Joel Pace, known to KXAN viewers as the guy who transforms his house into Diagon Alley from Harry Potter on Halloween, started his Curbside Attorney service to help people plan for their future during this uncertain time.

“There’s a precipitating cause for why you start taking care of some of these things,” he said. “Whether it’s birth of a child, you get married, someone dies or there’s a pandemic.”

Pace prepares a client’s paperwork in advance, then the client and a witness pull up in their cars outside his Circle C home. Outfitted with gloves, a mask, a face shield and a smock, he brings the papers to the car window so the client never gets out of the car.

“We’ve tried to make the process friendly, approachable, not time-consuming, and safe,” he said.

To make it even more approachable, Pace will dress up in his Harry Potter robes (pending client approval) to perform the service.

Joel Pace, in wizard robes, performs a curbside will execution. (Photo Courtesy: Amanda Pace)

‘Everyone is concerned’

Holly Holmes stopped by Thursday to execute her will, one of about 50 clients Pace has either met with or scheduled for the service so far.

“Being a single mom of three, I thought it was about time to do that,” Holmes said.

The whole process took about 15 minutes. She stayed in her car with gloves and her mask on, and only interacted with Pace through the passenger-side window.

“Everyone is concerned about their health and looking to the future in a little bit of a more serious way,” she said. “If it wasn’t something so serious, I may not have felt the need to come over.”

Holly Holmes executes her will on Thursday, April 23, 2020. (KXAN Photo/Chris Davis)

Parked in front of her was a witness for the process, Stephanie Johnson. She’s Pace’s neighbor who he recruits to be a witness when the client doesn’t have someone to bring (immediate family members can’t serve in the role if they’re named in the will).

Johnson gets a small fee for her part in the service, which helps during the stay-at-home orders. She runs a custom invitation business.

“So when COVID happened, my print shop closed, and essentially my Etsy shop closed as well,” she said. “If I can’t print my invitations and nobody’s getting together, then there goes my business.”

No virtual option

Executing a will is one task that can’t be done virtually, at least not for many people. A notary is required, as are in-person witnesses at the signing.

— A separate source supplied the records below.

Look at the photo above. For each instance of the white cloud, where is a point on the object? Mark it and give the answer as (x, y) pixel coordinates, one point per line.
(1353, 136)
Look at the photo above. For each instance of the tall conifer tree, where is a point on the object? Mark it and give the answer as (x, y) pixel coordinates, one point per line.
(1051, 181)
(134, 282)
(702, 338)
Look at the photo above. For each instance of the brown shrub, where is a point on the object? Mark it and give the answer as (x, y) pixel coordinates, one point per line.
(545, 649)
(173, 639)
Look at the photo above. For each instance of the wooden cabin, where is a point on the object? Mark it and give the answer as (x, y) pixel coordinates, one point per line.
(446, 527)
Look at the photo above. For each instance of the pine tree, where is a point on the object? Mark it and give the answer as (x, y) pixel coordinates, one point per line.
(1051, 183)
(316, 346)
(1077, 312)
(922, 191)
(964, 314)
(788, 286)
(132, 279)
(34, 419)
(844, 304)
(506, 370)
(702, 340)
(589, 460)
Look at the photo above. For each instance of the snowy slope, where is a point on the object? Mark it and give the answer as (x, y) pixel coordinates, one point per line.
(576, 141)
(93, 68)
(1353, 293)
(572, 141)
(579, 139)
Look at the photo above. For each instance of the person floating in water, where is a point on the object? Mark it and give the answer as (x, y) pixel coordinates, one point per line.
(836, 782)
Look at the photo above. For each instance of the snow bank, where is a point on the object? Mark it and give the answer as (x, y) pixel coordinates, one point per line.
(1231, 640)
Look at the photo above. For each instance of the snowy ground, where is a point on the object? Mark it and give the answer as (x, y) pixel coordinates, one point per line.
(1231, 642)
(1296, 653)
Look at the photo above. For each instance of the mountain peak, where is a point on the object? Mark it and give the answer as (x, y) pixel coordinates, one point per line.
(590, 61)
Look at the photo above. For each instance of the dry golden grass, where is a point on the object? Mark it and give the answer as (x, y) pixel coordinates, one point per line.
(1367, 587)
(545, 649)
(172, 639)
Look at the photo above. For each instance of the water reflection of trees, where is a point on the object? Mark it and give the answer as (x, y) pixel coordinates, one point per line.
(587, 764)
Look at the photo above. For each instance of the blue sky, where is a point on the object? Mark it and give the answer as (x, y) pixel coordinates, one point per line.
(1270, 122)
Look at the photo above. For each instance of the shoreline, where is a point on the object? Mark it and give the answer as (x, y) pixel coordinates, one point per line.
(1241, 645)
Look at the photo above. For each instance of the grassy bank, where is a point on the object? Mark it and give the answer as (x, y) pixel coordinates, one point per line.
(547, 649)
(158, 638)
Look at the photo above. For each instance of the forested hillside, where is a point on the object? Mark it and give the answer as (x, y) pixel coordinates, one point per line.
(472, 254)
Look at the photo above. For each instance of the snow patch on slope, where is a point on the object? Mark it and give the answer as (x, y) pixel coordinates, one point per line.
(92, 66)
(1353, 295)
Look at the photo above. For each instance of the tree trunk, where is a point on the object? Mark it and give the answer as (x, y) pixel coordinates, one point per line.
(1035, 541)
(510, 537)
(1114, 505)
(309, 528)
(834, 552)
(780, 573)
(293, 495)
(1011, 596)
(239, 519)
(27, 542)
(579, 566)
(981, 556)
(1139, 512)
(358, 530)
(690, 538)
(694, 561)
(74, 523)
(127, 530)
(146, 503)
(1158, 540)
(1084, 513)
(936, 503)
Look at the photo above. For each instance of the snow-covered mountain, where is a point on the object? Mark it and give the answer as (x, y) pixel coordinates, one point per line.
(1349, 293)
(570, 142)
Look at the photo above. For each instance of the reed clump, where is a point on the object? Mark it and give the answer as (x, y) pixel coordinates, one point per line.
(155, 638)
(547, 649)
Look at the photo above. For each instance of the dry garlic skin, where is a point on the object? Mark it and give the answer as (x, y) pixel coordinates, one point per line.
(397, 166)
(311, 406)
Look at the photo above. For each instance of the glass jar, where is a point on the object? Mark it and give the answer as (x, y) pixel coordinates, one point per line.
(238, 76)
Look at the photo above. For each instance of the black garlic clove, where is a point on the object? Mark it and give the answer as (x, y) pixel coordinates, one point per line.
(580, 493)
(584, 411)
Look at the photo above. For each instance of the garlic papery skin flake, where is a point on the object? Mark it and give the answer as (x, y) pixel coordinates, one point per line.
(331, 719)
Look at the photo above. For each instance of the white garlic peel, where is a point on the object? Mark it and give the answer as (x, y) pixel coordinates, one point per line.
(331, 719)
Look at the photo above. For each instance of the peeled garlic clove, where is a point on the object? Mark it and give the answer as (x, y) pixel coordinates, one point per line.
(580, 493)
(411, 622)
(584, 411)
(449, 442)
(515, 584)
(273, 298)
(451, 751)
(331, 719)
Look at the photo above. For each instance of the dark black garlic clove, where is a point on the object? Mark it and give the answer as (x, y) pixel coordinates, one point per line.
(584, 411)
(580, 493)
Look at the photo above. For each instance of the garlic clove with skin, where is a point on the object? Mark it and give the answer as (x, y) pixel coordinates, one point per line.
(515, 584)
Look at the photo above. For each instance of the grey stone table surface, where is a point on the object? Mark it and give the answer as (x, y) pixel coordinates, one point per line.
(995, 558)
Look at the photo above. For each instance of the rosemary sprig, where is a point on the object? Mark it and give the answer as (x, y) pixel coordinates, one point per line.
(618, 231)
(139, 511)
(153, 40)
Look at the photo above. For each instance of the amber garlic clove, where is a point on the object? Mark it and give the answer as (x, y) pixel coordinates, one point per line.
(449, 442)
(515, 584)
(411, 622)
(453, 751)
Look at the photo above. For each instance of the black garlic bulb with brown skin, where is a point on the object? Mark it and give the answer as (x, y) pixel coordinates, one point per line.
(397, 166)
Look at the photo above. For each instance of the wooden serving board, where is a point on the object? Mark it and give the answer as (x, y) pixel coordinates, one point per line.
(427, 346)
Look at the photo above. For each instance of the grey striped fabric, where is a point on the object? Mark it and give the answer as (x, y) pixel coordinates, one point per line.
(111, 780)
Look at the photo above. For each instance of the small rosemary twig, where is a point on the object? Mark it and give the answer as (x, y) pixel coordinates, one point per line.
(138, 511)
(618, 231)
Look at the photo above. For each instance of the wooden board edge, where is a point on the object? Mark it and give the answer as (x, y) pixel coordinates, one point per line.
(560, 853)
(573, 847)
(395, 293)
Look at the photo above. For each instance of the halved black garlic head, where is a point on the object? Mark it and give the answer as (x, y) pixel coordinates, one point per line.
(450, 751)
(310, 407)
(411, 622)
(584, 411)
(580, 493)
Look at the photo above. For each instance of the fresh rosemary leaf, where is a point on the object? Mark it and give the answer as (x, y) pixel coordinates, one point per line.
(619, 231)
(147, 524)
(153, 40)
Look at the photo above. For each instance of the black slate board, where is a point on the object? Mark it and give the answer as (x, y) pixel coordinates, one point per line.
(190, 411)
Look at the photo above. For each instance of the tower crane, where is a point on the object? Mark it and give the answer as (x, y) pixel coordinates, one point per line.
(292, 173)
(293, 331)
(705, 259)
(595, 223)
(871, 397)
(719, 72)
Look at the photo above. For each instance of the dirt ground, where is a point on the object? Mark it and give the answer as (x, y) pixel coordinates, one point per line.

Gov. Greg Abbott is allowing notaries to use video-conferencing options for estate planning during the pandemic, but that doesn’t apply to witnesses. Some legal analysts also wonder how judges will view the virtual notary work once these wills start working through the court system.

Pace is working to expand the service to other parts of the city. He likes doing the work, because it’s a service people need, especially now.

“If anything were to happen to me,” Holmes said, “I know this gives me great peace of mind.”